But just on that. Again, back in the old data mining days, we used to grab a data set create a percentage sample, percentage test, percentage holdout, so that we could, create the model, run it again, and then test it against a holdout set of data to see whether it had overtrained or not. Is that part of what you do within the LLM? I suppose when you talk about subject matter expert, looking at the clauses in the regulation policies, that effectively is potentially Creating a holdout data set? No, it’s not really. So that idea of, sample, test and holdout doesn’t really apply to the LLM space, does it?

Petr: I’m not sure I really understand the question at the

Shane: In the old data mining days, we’d say here’s a million transactions or a million rows of customer behavior. We want to create a churn model. So we have a bunch of customers who we know left. So we take those million rows and then we’d basically sample them. So we’d have a third of it that we developed the core model on.

We then take the model and turn model and then apply it to the second third to test

Petr: I don’t think it’s it’s the same situation because In the train tests plate, we are relying on the fact that we can test thousands and hundreds of thousands of transactions in one run during the night, for example, and that’s something which can be done. Quite cheaply.

On the other hand in the case of our alarms, we are paying for every test.
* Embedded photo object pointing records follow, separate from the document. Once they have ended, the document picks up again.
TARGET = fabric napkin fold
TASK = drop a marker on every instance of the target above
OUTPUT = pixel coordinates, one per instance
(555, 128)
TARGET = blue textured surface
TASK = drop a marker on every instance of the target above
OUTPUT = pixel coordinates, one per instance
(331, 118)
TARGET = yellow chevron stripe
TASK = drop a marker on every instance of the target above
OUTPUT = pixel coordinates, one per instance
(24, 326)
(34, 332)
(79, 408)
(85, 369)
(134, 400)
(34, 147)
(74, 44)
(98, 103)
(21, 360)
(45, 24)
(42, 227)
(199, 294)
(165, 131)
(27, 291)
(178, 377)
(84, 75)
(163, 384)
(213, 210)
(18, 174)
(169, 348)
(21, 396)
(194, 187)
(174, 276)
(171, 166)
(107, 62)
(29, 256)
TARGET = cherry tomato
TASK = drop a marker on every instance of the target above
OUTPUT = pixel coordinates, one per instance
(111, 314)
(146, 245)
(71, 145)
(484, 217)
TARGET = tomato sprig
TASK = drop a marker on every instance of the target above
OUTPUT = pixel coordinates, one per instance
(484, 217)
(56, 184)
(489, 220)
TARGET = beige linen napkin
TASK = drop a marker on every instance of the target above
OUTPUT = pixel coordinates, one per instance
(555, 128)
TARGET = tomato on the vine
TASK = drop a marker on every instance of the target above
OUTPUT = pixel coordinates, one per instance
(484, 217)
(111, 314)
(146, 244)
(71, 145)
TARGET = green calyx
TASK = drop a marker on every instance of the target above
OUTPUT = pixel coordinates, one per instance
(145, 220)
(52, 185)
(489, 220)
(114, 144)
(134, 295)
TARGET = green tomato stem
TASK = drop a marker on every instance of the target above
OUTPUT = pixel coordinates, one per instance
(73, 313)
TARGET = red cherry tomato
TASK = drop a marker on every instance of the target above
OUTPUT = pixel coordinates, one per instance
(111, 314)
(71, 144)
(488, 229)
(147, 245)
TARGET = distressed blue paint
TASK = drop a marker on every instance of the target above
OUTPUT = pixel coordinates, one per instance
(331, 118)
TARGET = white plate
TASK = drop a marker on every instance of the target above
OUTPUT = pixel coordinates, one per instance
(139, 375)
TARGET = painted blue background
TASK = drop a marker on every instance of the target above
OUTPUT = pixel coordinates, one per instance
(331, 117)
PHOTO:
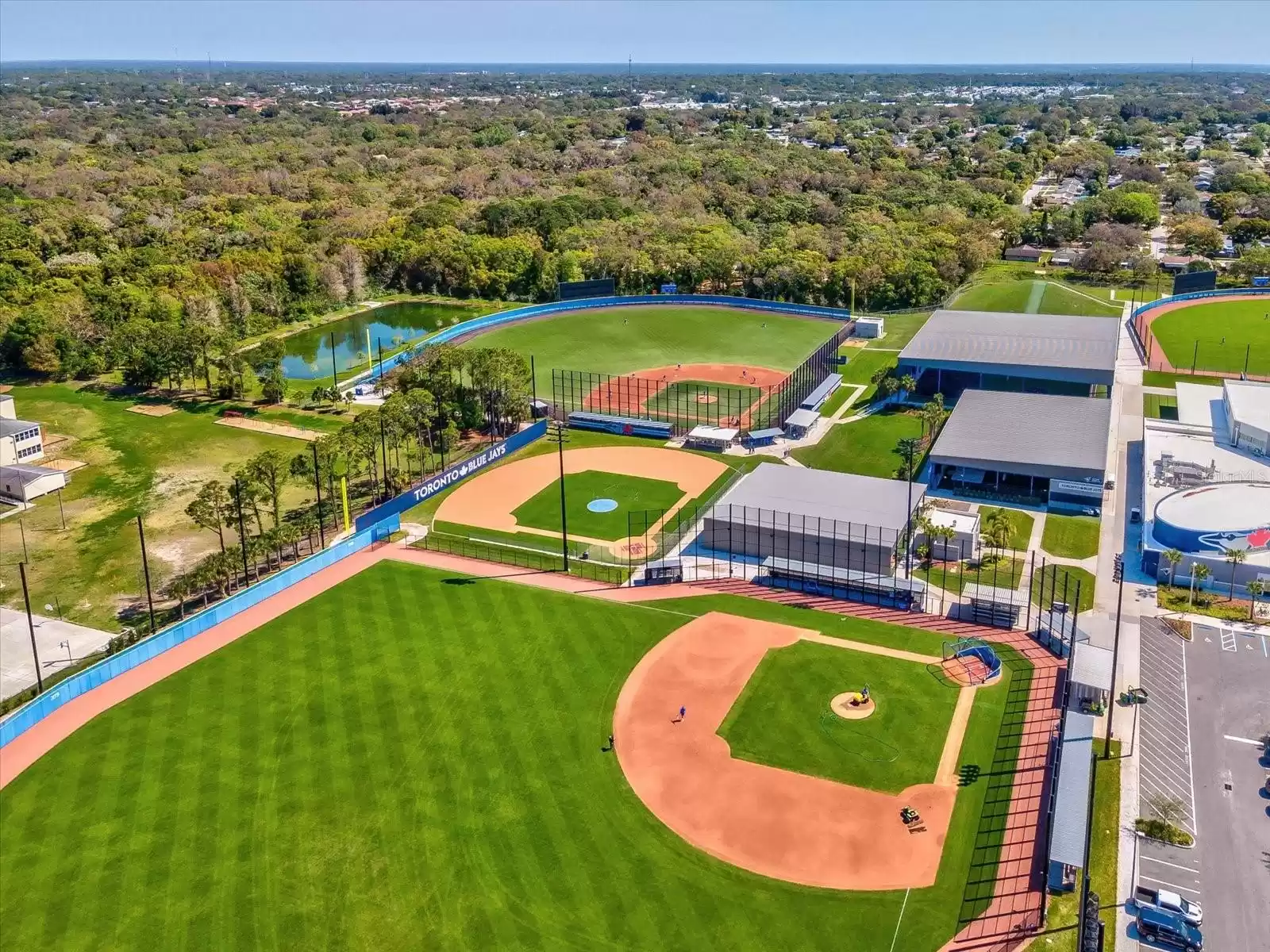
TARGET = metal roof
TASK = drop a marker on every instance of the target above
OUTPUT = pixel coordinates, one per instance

It’s not much, for example you cannot have 10,000 questions for your thousand pages pdf, so you cannot cover it. Completely, sentence to sentence, you must make some representative set of questions, like 50, 40, 50, 100, not more, because otherwise the tests would run forever and you will pay too much.
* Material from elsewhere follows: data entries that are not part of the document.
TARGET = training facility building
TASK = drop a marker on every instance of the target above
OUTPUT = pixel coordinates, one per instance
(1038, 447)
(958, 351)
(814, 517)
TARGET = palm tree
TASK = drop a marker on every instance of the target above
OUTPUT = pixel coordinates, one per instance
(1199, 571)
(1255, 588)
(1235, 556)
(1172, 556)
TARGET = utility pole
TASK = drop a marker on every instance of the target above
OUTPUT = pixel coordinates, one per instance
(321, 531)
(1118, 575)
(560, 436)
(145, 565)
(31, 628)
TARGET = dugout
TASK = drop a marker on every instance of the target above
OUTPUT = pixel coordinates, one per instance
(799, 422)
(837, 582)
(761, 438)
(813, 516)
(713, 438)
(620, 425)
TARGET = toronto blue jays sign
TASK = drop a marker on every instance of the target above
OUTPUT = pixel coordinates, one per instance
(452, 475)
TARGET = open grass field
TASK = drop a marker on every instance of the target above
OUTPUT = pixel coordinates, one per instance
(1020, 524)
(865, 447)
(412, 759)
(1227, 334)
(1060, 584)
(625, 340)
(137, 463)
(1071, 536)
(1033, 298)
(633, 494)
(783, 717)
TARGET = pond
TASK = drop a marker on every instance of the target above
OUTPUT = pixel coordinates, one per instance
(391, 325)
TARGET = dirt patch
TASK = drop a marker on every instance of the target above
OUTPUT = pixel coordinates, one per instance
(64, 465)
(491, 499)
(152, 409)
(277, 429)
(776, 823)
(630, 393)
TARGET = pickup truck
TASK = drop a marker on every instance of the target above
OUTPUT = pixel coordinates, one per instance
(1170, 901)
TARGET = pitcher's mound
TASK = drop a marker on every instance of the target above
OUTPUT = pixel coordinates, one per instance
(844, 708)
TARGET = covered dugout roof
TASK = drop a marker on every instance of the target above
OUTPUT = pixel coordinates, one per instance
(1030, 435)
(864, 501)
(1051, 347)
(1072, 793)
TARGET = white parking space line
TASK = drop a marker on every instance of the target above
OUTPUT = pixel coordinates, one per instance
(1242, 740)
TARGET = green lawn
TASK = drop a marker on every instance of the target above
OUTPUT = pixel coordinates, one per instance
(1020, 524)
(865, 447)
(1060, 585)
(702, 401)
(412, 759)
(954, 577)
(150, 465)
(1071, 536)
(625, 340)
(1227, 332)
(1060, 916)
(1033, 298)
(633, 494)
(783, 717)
So this is a decision you must make. Make as a designer. And the way we do it is that we have a tool that reads the document and from every section and every part, it prepares something like five questions and the proper answers, and then we ask the expert. to take the most important questions and check the answers.

He only reads the questions, to decide , which of the questions are really important. And then he check answers only for these questions, which is saving time. And then we have the representative set. I agree with you that , it would be even better to have secondary tests, because when you are developing the application, it can happen That on the first set we have quite nice performance and on the second set, we will see the drop, but at the moment we don’t see the drop so we don’t have it in our production way of building applications.

Shane: That’s an interesting technique As we’ve been talking, I came back to this core pattern and I’m wondering if it’s true. Because we know that LLMs are non deterministic, which in my understanding is that we can ask it the same question five times and not guarantee we’ll get the same answer.

Although some people are talking about they’ve built deterministic models and I don’t understand that, so we won’t But effectively what you’re doing is you’re running a non deterministic engine to get the answer, but you’re writing deterministic tests. Is that what you’re doing? Because the tests are deterministic, because what you’ve said is this human looks at that text and says, here’s the answer,

that is deterministic. That is the answer. There’s no inference in there. And then when you’re running everything else that’s non deterministic, you’re comparing it against that ground truth, against that deterministic statement to see how closely it fits. Is that what you’re doing?

Petr: yes at the beginning we thought that it will be more non deterministic. In the design of the tests, we made them to run multiple times and average the result or take the minimum of this and says, okay the minimum quality of answer is 0. 8 so this is our takeaway from the test.

But as the time goes we saw that the non determinism is not very strong. And if you have 50 questions, then the average effect of these 50 questions will counterbalance the non deterministic quality of each of them. So you can have a situation that, for example, one particular question will be 80 percent of time correct and .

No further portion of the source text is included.